Context, i.e., the environment, situation, associated words and concepts, or experience, give meaning to words. This meaning contributes to communication. When the art of listening is integrated into communication, innovation is possible.
We know from homonyms, words that are spelled and pronounced the same, but have different meanings, that context can determine the meaning of a word. “Table” can mean a stable piece of furniture or a motion to set aside an agenda item. There are also homographs, words with the same spelling but a different sound and meaning. Sow is what farmers do with seeds in the spring or it’s the mother of piglets. Within your entity, SOW may mean Scope of Work or Statement of Work. “Bid” may mean a solicitation, response, or the action taken to issue a solicitation or offer a response. Without context and a history of how the terms are used, confusion can result. Just as the vocabulary of a child grows as they are exposed to new words and concepts, so, too, does the language of procurement expand as the profession incorporates new methods, skills, and processes. With each new word such as best value, the concept and processes associated with the term are added to the knowledge of the practitioner and the profession. As entities and their stakeholders become more global and varied, the importance of accurate and consistent use of a professional language increases.

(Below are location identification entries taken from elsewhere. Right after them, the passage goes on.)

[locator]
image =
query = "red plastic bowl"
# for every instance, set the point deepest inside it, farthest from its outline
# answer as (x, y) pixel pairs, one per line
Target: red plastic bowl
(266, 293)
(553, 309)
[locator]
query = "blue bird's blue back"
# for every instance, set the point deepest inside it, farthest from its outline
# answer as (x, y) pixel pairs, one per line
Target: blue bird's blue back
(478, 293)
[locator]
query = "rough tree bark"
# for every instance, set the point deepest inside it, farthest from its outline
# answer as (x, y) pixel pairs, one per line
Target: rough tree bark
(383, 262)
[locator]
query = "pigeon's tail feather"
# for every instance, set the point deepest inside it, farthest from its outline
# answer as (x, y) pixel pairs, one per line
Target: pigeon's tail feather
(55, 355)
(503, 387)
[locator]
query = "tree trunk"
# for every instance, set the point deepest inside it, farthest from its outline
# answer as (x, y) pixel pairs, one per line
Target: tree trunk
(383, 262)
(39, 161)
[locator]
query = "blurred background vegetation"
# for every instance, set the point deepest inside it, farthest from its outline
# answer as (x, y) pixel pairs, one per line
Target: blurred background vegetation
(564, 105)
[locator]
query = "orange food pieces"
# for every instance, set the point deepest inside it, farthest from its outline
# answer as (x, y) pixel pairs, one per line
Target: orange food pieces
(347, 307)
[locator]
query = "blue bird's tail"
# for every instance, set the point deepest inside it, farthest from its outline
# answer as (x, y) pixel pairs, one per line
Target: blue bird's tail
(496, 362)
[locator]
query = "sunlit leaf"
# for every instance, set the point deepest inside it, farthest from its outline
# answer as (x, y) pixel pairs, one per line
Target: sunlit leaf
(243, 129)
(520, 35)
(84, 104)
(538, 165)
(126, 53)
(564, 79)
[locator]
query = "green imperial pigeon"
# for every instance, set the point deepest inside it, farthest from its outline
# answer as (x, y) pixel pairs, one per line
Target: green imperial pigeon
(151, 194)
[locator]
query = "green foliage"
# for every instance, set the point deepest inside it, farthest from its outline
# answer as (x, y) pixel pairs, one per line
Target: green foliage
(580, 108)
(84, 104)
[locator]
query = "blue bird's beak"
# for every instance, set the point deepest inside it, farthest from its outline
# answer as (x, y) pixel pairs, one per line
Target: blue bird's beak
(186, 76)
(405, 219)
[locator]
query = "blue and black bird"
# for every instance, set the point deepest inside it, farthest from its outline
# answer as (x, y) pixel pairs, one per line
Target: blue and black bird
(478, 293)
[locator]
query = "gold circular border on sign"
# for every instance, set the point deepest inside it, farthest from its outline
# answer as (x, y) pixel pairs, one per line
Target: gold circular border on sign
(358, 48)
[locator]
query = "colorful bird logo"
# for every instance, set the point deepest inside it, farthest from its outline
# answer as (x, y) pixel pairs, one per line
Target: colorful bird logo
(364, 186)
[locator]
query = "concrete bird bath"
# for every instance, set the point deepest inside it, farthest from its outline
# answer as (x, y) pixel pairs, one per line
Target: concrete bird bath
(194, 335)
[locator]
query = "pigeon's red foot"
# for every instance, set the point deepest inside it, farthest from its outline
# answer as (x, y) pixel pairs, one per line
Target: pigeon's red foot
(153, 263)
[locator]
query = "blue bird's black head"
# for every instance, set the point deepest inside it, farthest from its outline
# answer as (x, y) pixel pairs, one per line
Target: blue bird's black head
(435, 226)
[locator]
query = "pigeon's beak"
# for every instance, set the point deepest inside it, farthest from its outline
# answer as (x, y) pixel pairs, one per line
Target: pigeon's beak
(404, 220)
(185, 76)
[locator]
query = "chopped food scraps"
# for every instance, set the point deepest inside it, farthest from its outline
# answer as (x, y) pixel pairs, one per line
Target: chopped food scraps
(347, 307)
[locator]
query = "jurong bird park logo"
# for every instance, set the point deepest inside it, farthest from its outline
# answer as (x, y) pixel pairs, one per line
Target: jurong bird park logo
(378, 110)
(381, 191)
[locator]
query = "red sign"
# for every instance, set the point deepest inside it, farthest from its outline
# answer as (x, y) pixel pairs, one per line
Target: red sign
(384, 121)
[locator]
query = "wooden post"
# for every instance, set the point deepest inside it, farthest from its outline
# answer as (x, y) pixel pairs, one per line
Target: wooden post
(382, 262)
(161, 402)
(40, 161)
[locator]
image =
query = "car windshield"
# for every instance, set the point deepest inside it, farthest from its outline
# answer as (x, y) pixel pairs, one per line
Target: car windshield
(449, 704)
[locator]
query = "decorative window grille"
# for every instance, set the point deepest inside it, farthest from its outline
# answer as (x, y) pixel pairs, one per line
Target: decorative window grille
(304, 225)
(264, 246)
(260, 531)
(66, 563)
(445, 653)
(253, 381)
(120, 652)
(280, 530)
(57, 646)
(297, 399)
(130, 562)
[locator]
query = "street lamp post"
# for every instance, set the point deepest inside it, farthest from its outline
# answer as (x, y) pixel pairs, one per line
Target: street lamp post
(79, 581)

The success of a procurement relies in great part on communication. When we truly listen, we acknowledge the speaker and give them the gift of our attention. Ideally, we create a conducive, relaxed environment for the speaker. When conducting market research or hosting demonstrations, we want to listen carefully to learn what’s available and how the supplier sees their product as addressing entity needs. Specifications, too, will more accurately reflect requirements when we offer our customer, the end user, sufficient time, space, and attention to tell us how a product is used or what they must achieve to support their mission. Clarifying questions should be asked when necessary, but in a way that minimizes interruptions and contributes to the speaker’s ease. How many times have protests been avoided just by the procurement professional listening and letting the supplier vent? Experiment with turning assumptions into questions. When you find yourself thinking, “I know where she’s going with this,” turn that thought into “I wonder where she’s going with this.”
Assumptions and expectations define many of our conversations. We come to a meeting with an agenda of prepared items and an assumption of who will speak and who will not. The words we use trigger expectations. If we refer to “bid,” the listener conjures up low price and known requirements while proposals may suggest best value. When we leave assumptions and expectations behind, innovation can emerge. Try it. You may be surprised.
Lisa Premo, NIGP global practices manager, collaborates with public procurement practitioners and academics to conduct research and develop useful guidance on public procurement topics.